We continued resting throughout the day, conserving energy for tomorrow’s move to Camp 3. If all goes well and the weather continues to hold, we’ll be checking in from the highest reaches of this beautiful mountain over the next couple of days. Keep it dialed in for more updates!
RMI Guide Garrett Stevens & Team
Today started early for the team when a wind storm kicked up through camp in the middle of the night, snapping anchor lines and making sleep quite difficult. We did manage to grab a few zzzz’s, however, in between resetting anchors. But the nighttime fun ensured we were all up with the sun, ready for hot drinks and a hot breakfast.
We spent a couple of hours after breakfast reinforcing the rock walls around the tent platforms, and then packed up personal climbing gear for a carry to Camp 3 at 19,600’. The team moved well as we got higher and higher, with the thin air forcing each of us to concentrate on good rest stepping and being as efficient as possible. The wind stayed with us all day, making our down layers feel nice despite the bright sun.
We dropped our cache at high camp and headed back down. Many personal altitude records were set today, as the team remains strong. An early dinner was in order and now we’re tucked into sleeping bags, hoping for calmer weather and a more restful night.
Now it’s just a waiting game; waiting for the right forecast and good weather for our launch towards high camp and the summit bid.
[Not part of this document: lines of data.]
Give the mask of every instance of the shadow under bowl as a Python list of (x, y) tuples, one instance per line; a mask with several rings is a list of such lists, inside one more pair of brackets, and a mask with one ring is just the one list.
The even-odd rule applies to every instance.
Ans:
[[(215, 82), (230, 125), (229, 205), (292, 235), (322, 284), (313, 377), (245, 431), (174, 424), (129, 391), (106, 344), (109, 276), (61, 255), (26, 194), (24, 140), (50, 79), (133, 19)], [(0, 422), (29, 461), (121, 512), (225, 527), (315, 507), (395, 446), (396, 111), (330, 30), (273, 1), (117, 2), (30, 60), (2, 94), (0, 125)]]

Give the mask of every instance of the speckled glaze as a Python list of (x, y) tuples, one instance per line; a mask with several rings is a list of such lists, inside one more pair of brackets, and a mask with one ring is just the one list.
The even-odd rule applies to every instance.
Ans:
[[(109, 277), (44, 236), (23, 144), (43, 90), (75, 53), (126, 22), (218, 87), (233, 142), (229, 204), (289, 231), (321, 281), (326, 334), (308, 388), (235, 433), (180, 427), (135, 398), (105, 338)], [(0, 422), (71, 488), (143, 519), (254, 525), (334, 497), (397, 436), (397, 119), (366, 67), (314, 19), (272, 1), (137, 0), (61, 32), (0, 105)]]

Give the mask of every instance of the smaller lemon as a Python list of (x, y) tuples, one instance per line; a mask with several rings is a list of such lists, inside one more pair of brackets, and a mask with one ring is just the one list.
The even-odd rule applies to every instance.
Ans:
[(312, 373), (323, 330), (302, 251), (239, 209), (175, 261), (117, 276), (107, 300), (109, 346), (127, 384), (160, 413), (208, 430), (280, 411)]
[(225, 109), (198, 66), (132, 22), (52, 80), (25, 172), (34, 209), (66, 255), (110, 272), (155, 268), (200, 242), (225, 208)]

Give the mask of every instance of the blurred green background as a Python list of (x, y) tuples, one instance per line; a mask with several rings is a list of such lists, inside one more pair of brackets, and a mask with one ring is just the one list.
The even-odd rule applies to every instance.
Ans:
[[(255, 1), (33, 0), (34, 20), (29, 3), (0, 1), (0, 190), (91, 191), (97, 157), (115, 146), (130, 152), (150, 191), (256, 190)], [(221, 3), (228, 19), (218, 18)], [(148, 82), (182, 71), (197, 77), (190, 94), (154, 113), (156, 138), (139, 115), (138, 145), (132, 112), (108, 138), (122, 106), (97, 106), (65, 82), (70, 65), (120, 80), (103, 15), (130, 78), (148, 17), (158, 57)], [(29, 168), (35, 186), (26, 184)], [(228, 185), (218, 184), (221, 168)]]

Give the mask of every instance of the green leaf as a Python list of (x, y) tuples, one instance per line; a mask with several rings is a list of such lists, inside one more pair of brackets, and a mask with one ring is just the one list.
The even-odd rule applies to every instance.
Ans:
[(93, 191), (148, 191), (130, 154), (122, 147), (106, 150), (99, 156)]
Thanks for your support and we’ll follow up tomorrow!
On The Map
The team has now trekked into the thin air of Camp 2. With an elevation of 18,000’ nothing proves to be easy up here. Even the simple tasks like setting up tents, inflating a sleeping pad, or heading to the bathroom take twice as long, but the team is handling it perfectly!
After a relatively short hike up and now having camp established, the goal is to breathe, sip water, and feel good. With the views of this proudly positioned camp it can at least aid in the task of feeling 100%. It looks in one direction northward over the impressive crest of the Andes Mountains, with glaciers pouring out of the high valleys. In another direction, is our next goal, Camp 3, 1,600’ above our current location. And in yet another, the top of Aconcagua, around 4,800’ above us.
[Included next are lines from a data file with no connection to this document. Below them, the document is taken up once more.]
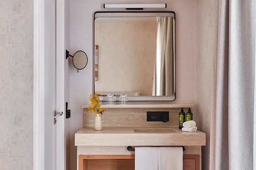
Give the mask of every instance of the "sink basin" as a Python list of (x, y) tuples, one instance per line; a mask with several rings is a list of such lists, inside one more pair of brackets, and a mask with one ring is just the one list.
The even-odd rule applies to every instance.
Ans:
[(133, 128), (135, 133), (177, 133), (178, 132), (171, 127)]

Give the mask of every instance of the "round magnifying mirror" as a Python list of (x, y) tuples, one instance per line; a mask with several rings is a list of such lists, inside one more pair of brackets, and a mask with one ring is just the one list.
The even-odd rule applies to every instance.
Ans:
[(83, 51), (78, 51), (73, 56), (73, 65), (78, 70), (83, 69), (88, 63), (87, 55)]

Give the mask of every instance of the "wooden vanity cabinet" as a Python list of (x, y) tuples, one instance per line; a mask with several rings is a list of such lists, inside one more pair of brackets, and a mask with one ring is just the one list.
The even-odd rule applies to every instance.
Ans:
[[(134, 155), (79, 156), (79, 170), (134, 170)], [(199, 170), (200, 155), (183, 155), (183, 170)]]

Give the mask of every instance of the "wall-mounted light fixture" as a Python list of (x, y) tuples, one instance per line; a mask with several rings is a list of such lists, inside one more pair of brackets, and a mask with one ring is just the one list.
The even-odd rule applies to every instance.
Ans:
[(143, 8), (166, 8), (166, 3), (105, 4), (104, 8), (125, 8), (126, 10), (143, 10)]

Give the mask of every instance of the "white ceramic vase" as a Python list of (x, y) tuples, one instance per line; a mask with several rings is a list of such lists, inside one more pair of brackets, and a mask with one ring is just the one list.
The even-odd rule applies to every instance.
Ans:
[(101, 117), (100, 116), (100, 114), (96, 114), (94, 121), (94, 128), (95, 131), (100, 131), (102, 128)]

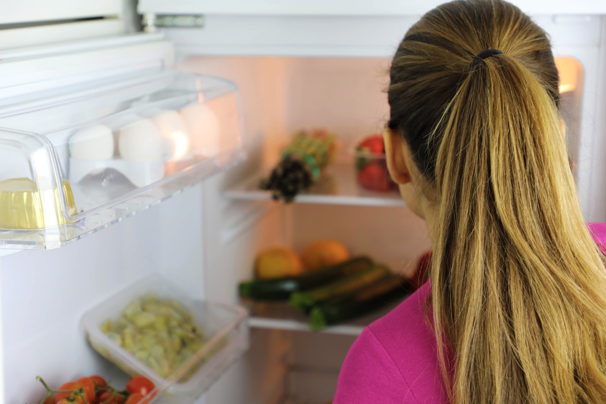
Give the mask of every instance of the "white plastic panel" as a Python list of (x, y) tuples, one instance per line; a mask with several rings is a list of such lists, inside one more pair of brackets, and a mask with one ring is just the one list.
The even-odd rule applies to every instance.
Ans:
[[(391, 57), (419, 15), (208, 15), (202, 29), (164, 30), (187, 54)], [(533, 16), (555, 44), (598, 45), (597, 15)]]
[(124, 386), (125, 376), (87, 342), (82, 316), (153, 273), (205, 299), (202, 203), (201, 187), (193, 187), (64, 248), (0, 257), (0, 403), (39, 402), (37, 375), (56, 387), (94, 374)]
[(79, 39), (85, 39), (117, 35), (124, 31), (122, 21), (115, 18), (0, 30), (0, 48), (15, 49), (72, 41), (76, 31)]
[(0, 110), (0, 245), (54, 248), (244, 157), (236, 87), (164, 71)]
[[(139, 0), (141, 13), (158, 14), (221, 14), (239, 15), (404, 15), (424, 14), (442, 0)], [(595, 0), (553, 1), (512, 0), (532, 14), (605, 14), (606, 3)]]
[(123, 0), (19, 0), (3, 1), (0, 24), (52, 21), (116, 16), (122, 10)]

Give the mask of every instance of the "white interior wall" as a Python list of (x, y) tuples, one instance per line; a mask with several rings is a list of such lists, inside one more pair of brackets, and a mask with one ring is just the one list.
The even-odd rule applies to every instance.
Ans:
[[(324, 127), (334, 131), (342, 143), (341, 154), (350, 157), (356, 141), (381, 132), (387, 121), (383, 90), (388, 82), (388, 62), (384, 58), (182, 59), (181, 68), (235, 81), (244, 101), (250, 159), (205, 187), (221, 189), (254, 170), (268, 168), (275, 164), (291, 134), (300, 129)], [(335, 238), (353, 254), (368, 254), (395, 271), (403, 270), (428, 248), (424, 223), (405, 208), (296, 204), (283, 208), (267, 202), (229, 202), (211, 191), (205, 193), (205, 198), (208, 214), (205, 251), (209, 251), (206, 283), (208, 296), (213, 299), (236, 300), (235, 285), (252, 275), (255, 254), (272, 244), (290, 244), (300, 251), (313, 240)], [(238, 225), (250, 217), (253, 219), (249, 227)], [(209, 404), (272, 403), (271, 397), (284, 383), (312, 400), (330, 399), (341, 364), (353, 341), (350, 337), (305, 333), (253, 330), (252, 335), (250, 352), (230, 371), (230, 376), (213, 387), (207, 396)], [(288, 361), (284, 357), (287, 352)], [(311, 357), (322, 360), (301, 362)], [(321, 363), (319, 368), (310, 368), (315, 362)], [(292, 370), (287, 378), (287, 365)], [(251, 369), (256, 371), (251, 373)], [(314, 382), (318, 380), (324, 382), (319, 385)], [(234, 389), (234, 385), (244, 388)], [(306, 392), (311, 385), (315, 385), (313, 391)]]
[[(217, 190), (241, 180), (278, 158), (278, 145), (287, 136), (284, 80), (290, 61), (271, 58), (190, 57), (180, 68), (220, 76), (238, 85), (244, 113), (248, 159), (204, 185), (204, 251), (207, 297), (230, 303), (238, 301), (236, 285), (252, 275), (255, 256), (275, 244), (290, 244), (284, 212), (266, 203), (230, 202)], [(290, 336), (274, 330), (253, 329), (251, 345), (206, 394), (208, 404), (278, 402), (285, 385), (285, 358)]]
As the summit draws closer, it is tough to just lay in the tent and let our bodies adjust to this unforgiving environment, but very key to our success. The team is strong, positive, and amped to be in one of the highest places in the world.
On The Map
One of the hardest things about climbing big mountains is managing your time. There are days when you have to hammer down, grab that pack, and head up. Today, thankfully, wasn’t one of those days.
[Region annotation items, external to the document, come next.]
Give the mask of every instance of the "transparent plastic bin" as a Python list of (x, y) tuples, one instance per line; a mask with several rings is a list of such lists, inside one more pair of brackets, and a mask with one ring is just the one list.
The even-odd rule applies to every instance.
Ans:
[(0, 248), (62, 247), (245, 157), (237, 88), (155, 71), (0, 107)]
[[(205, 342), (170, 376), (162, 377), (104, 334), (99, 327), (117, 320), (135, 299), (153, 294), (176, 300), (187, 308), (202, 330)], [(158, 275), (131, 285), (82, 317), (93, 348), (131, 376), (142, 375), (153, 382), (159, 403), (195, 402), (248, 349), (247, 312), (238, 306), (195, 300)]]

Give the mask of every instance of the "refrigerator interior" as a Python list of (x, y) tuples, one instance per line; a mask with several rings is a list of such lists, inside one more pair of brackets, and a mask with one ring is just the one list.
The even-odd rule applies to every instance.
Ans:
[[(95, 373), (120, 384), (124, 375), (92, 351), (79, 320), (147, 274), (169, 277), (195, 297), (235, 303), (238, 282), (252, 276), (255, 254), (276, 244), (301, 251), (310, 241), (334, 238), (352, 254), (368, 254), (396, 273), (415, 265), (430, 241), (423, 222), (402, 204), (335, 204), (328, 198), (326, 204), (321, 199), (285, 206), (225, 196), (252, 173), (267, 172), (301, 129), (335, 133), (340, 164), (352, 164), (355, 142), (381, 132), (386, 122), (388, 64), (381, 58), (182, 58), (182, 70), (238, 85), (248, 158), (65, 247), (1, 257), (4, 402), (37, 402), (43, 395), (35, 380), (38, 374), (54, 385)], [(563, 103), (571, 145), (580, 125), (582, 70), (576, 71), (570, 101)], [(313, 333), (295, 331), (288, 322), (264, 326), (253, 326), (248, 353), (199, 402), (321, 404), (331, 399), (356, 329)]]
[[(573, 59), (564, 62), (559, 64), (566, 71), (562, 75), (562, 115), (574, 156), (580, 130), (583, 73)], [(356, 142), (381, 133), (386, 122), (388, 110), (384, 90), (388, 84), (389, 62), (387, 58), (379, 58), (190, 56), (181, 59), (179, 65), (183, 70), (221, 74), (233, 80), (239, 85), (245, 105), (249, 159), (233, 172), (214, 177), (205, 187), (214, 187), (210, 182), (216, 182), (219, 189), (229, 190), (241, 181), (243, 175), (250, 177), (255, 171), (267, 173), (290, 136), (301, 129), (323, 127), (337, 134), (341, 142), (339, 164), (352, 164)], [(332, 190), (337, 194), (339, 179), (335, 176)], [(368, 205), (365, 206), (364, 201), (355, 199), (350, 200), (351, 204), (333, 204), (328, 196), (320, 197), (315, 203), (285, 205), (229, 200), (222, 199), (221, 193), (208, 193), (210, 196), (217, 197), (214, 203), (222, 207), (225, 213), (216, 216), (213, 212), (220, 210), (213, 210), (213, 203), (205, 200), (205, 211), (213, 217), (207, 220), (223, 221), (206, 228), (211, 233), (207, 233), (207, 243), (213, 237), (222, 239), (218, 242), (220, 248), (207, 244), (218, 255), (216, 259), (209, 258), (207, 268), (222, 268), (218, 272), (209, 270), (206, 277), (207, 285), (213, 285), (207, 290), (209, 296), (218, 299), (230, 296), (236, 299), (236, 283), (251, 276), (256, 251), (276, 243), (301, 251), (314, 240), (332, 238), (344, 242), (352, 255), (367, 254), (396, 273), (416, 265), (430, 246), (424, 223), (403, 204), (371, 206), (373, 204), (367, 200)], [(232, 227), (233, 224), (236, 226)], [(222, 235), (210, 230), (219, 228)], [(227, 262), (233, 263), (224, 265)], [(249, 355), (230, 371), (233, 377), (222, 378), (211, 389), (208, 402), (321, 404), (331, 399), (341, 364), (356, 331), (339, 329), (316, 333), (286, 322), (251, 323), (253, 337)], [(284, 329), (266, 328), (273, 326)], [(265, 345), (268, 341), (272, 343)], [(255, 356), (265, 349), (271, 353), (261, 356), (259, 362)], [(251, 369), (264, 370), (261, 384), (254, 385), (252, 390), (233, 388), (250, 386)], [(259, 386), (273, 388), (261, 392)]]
Instead, we took a rest day here at Camp 1. More sun and light winds made it a pleasant day to be calm and quiet around camp, to catch up on stories from other team members, and continue our hydration.
We’ll be moving tomorrow, so a day to replenish and refuel before going higher was definitely appreciated. We will check in from Camp 2 tomorrow…until then, keep your fingers crossed for continued good weather!
RMI Guides Garrett Stevens, Ben Liken, and Nick Brown
On The Map
When you think about mountain climbing, it can generally conjure up images of folks heading up and out in the predawn hours, headlamps shining as they make their way higher. While we’ll get to experience that later in the trip, today’s mission was to get our luggage staged at chopper camp, roughly 18,000’ on Aconcagua.
We woke to more clear blue skies and absolutely still air. This rare combination on Aconcagua is something to savor, which we did as we departed camp at the civilized hour of 9 am and made our way up and over Ameghino Col and around towards Camp 2.
In very short order the team pulled into camp with our kits, got the gear stashed, and headed back to the comfort of our tents at Camp 1. We are currently sitting inside, trying to avoid the intense UV that is beating down out there.
This afternoon is the start of a nice long rest period for us, as we will be chilling here for the remainder of today and all of tomorrow. We’ll check back in later!